Six controlled trials (342 patients, range 32 to 75) were included in the review. One trial reported adequate sequence generation. None of the trials reported allocation concealment or blinded assessments of outcomes. Attrition was less than 15% in all the studies. Intention-to-treat analyses were performed in all the trials. Follow-up was complete in five trials. Monitoring of atrial fibrillation was adequate in all the trials.
Freedom from atrial fibrillation or other sustained arrhythmia at 12 months was significantly improved in patients who received ganglionated plexi ablation in addition to pulmonary vein isolation or the maze procedure compared to patients who received pulmonary vein isolation or Maze without ganglionated plexi ablation (OR 5.66, 95% 2.97 to 10.82; four trials; Ι²=0%). Ablation of the ganglionated plexi was associated with statistically significant aggravation of atrial fibrillation or sustained atrial arrhythmia recurrence compared to pulmonary vein isolation alone (OR 0.32, 95% CI 0.14 to 0.73; two trials; Ι²=0%).

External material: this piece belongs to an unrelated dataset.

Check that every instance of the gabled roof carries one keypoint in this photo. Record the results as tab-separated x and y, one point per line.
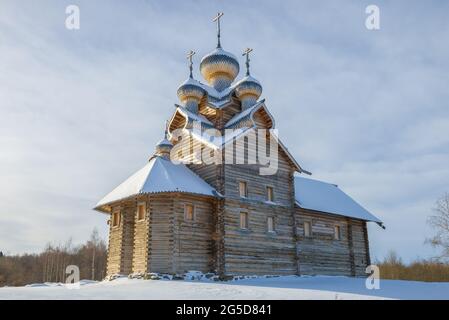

Early recurrence of atrial arrhythmia was significantly higher in patients treated with ganglionated plexi ablation alone compared with pulmonary vein isolation alone (OR 2.75, 95% CI 1.20 to 6.27; two trials; Ι²=0%). There were no differences in early recurrence between patients treated with ganglionated plexi ablation plus pulmonary vein isolation or Maze procedure (four trials).
Two studies (145 patients) assessed complications. One study reported no deaths during hospitalisation and no ablation device-related complications. One study reported one case of cardiac tamponade. One trial had non-significant narrowing of both superior pulmonary veins in patients who received ganglionated plexi ablation. Among patients treated with pulmonary vein isolation, one had significant left superior pulmonary vein stenosis diagnosed four months post-ablation and one had significant upper respiratory tract bleeding 25 months post procedure.